Reprise de service : La Fuorigrotta académie était trop bourrée pour écrire

On a gagné la coucoupe ! Après des années de disette et de collage-au-cul de l’élite turinoise on gagne enfin de la ferraille pour les étagères vides. Pas seulement ça, on la gagne contre la Juve, une touche de gloire dans un match joué comme ça dans un contexte pas cool, sans supporters, sans possibilité de souiller de jouissance les sièges en plastoc du stade. Pendant que j’écris ce billet deux ouvriers roumains sont en train de péter de la grosse techno polonaise à ma fenêtre tout en élargissant un trou gros comme mon poing et de là me viennent moult blagues salaces et inappropriées sur la troulogie et les anus élargis. Aucune corrélation avec la Juventus, évidemment.
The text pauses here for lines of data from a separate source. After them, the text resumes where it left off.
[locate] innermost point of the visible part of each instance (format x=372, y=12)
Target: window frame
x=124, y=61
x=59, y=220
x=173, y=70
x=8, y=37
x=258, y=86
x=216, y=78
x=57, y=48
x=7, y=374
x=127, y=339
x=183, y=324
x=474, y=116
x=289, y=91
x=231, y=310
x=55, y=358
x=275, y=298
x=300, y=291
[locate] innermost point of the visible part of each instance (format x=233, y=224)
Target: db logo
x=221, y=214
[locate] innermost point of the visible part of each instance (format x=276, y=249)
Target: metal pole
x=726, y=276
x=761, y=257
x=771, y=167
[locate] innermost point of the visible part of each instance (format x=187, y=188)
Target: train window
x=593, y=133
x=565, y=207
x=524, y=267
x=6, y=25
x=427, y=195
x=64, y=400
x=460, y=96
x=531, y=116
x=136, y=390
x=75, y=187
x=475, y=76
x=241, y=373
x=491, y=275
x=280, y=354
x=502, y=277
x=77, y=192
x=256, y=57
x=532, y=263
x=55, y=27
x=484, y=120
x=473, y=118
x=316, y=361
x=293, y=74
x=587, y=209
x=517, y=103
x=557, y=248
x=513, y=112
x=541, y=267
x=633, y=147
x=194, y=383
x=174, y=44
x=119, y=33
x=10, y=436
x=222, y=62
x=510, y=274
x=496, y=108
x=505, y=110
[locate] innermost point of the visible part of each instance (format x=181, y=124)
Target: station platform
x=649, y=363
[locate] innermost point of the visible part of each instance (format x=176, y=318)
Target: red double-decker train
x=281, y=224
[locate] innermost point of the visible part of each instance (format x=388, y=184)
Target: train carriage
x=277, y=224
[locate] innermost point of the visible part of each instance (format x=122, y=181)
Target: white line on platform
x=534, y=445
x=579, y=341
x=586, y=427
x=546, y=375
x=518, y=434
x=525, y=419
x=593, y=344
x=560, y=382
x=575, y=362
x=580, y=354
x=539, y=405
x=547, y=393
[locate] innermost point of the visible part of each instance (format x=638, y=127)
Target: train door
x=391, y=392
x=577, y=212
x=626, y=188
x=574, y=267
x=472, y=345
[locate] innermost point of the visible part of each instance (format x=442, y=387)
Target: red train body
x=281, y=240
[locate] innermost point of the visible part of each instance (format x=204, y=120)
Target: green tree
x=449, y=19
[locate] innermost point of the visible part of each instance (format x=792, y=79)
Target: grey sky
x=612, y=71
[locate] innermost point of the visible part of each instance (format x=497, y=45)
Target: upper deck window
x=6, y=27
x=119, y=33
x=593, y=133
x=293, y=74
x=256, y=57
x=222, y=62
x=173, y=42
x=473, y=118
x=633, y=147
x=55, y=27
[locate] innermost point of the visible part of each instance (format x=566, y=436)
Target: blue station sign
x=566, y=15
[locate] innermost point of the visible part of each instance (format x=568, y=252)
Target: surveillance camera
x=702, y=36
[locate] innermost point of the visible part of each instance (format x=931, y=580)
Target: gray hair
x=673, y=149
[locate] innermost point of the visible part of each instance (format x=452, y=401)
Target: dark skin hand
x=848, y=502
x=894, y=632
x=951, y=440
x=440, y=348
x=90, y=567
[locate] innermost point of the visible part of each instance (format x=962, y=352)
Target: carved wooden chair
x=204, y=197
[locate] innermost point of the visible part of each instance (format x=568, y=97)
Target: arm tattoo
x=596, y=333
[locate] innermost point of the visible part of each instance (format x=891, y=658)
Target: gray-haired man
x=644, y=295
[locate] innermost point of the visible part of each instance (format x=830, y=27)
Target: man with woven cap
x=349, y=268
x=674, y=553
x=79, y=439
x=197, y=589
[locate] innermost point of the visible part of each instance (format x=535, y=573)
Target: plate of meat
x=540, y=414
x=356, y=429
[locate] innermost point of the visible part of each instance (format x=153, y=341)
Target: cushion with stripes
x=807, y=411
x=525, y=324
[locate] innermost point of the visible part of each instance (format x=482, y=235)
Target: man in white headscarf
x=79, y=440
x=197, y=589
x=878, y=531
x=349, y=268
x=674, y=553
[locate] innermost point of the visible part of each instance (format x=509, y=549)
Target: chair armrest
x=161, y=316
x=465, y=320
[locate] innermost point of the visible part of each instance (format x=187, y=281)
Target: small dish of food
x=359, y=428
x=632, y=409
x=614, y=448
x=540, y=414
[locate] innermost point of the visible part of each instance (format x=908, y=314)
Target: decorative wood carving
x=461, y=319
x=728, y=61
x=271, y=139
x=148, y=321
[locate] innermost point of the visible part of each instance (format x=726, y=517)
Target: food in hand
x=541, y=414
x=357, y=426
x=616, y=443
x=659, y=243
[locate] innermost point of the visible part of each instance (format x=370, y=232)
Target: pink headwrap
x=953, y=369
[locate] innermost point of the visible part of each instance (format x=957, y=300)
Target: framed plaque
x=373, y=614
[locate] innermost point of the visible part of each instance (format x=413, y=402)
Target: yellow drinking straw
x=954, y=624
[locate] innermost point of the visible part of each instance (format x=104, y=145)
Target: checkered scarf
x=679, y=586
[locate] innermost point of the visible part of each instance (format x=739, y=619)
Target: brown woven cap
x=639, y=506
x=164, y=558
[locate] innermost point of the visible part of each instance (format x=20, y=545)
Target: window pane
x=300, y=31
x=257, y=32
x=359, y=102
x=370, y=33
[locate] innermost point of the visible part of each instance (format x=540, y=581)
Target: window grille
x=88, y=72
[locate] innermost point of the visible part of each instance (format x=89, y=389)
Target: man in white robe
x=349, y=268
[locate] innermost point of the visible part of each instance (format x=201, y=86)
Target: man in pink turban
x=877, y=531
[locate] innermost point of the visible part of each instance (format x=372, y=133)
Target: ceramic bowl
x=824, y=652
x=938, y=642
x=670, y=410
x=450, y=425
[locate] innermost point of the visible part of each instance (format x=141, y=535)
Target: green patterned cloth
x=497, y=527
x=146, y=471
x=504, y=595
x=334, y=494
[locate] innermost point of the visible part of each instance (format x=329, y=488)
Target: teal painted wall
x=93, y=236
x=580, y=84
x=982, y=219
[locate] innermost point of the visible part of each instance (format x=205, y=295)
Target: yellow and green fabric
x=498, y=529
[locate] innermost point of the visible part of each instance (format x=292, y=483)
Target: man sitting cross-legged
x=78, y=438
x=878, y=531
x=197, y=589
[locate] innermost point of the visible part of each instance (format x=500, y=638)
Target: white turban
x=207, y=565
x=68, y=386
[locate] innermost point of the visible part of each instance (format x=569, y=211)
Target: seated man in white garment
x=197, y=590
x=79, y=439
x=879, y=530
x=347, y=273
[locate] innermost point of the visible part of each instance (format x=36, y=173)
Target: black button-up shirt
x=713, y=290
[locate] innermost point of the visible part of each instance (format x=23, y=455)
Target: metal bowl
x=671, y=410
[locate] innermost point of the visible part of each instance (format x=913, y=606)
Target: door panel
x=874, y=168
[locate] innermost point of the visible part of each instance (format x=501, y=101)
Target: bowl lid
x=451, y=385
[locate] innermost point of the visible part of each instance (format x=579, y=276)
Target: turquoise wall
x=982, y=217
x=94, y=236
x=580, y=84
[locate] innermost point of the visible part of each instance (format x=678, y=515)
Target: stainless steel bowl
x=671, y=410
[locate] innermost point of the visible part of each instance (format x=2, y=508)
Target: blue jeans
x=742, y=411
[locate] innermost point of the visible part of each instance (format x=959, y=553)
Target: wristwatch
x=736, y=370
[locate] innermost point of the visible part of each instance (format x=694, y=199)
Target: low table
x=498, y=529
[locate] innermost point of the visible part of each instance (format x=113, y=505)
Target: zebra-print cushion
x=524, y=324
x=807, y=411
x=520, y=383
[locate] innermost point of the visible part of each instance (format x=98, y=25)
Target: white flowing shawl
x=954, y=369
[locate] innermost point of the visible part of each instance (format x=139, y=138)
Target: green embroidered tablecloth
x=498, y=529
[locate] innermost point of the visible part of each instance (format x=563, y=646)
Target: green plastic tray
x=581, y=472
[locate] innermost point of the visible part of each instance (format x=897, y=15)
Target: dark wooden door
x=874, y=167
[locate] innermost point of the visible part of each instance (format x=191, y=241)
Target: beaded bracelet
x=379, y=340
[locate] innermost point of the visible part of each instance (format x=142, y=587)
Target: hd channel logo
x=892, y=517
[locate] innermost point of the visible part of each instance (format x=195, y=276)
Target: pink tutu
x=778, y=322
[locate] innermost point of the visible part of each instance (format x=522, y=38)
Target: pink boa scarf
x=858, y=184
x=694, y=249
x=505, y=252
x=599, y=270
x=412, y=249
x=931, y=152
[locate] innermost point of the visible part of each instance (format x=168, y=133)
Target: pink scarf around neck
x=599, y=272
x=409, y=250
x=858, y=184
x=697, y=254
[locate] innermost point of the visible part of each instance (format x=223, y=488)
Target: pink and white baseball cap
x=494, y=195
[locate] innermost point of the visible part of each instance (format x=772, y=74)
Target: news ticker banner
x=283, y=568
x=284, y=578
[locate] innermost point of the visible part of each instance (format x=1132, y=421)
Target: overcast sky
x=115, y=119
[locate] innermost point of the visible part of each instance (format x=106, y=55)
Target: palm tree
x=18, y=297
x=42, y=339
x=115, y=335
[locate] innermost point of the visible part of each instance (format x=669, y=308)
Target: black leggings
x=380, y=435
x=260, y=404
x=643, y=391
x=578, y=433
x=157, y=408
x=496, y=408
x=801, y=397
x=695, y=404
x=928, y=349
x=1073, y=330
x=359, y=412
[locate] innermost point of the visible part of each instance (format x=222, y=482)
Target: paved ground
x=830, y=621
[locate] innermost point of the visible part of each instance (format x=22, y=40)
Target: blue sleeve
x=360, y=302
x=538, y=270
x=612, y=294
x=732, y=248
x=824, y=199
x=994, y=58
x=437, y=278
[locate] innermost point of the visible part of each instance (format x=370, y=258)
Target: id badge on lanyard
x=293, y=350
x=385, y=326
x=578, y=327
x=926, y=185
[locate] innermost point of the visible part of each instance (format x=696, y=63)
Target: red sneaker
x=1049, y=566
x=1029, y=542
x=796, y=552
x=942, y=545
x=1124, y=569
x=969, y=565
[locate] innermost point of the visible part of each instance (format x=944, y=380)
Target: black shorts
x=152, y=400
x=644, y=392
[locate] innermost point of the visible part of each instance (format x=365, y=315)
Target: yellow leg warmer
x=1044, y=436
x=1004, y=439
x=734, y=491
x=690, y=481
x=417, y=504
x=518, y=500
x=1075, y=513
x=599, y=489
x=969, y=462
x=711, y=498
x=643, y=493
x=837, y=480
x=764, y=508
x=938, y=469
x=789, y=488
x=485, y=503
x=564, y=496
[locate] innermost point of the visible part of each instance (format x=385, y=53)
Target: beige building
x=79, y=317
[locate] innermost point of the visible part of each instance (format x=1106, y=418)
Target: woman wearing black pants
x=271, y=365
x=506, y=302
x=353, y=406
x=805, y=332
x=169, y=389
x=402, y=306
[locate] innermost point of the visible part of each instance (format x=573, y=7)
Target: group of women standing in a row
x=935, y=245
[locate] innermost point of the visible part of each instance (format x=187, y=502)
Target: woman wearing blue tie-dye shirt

Bref on gagné, pouet pouet dans le cul à Sarri (je paraphrase Aurelio De Laurentiis). Maintenant reste la Champions League en mode difficile ++ les rounds de la mort à élimination plus que directe en un seul match. Délirante de cette victoire en Coppa Italia, je me prends d’espoir, oui l’espoir fou qu’on aille au bout de la compétition. Après une saison digne de la passion du Christ : pénible, improbable et sale. Parce que je ne vous avais pas parlé de la grève de novembre, bon en même temps je ne vous ai pas parlé de grand-chose depuis des mois. J’étais occupée à méditer sur l’état du monde et quand j’ai réalisé que c’était la merde j’ai cherché à me faire des sous en flirtant avec le capitalisme, idylle de courte durée. Retour aux racines, à Bakounine, à mon amour pour la salacité et la prose incohérente avec 3g dans le sang. Cela dit, pas une cuite au limoncello depuis que Mertens a marqué contre Barcelone. Je ne vous avais pas raconté ça non plus. Alors que j’étais dans le stade à ce moment-là, après avoir squatté l’hôtel des barcelonais pendant tout un après midi en m’envoyant des assiettes de tripes en attendant de choper le scoop.

Passion tripes

Bon la vérité c’est que tous mes séjours à Naples se résument en ceci : j’ai bouffé. Quand Mertens a fusillé Ter Stegen j’étais pleine aux deux tiers de sandwichs à la saucisse et aux brocolis raves. Sauter sur mon siège aurait eu des conséquences terribles sur mon appareil digestif et les personnes assises devant moi. J’ai jubilé du plexus solaire. En novembre, quand c’était la grève – au passage : Vive la grève – je suis allée interviewer des supporters dans la quartier du stade et le lendemain je ne m’en souvenais plus. La faute aux tournées de spritz et de mini pizze offertes à chaque bar de supporters ce qui pour Naples revient à dire Tous les putains de bars.

J’ai émergé quelques fois des vapeurs pour sortir un reportage sur le football à Naples et ça c’était très cool. Dès lors j’ai réalisé que je devais me casser de cette ville sinon j’allais finir obèse, alcoolique et communiste. Bref, à l’image de mon équipe, je me suis laissée aller. J’ai découvert cependant des choses incroyables sur les Napolitains : les mecs sont complètement tarés. Bukowski aurait aimé.

Venons-en aux actualités, donc Ciro alias Mertens a prolongé et mon cœur n’en finit plus de se gonfler d’allégresse. Il faut comprendre, Mertens est devenu un Napolitain vrai de vrai, le type s’est incrusté partout, pas une cantine où je me suis empiffrée où on ne voit pas sa photo en compagnie du patron de l’établissement. Tellement de vidéos de lui sur un fond vésuvien qu’il est devenu plus napoliste que le Napolitain. Lorenzo a beau être le fils de la ville, Mertens l’a dépassé en popularité.

Pour vous la faire courte et après tout on est sur Horsjeu, là où ça gicle vite et fort (barampa-pssst), je suis heureuse de la saison de mon Napoli. On a fait grève comme des bons gauchistes, on a foutu le zbeul, on a picolé et on a gagné une coupe. On peut conclure cette saison -attention cliché journalistique- dantesque les pieds en éventail en se disant qu’on a pas fait grand-chose mais que c’était bieng quand même.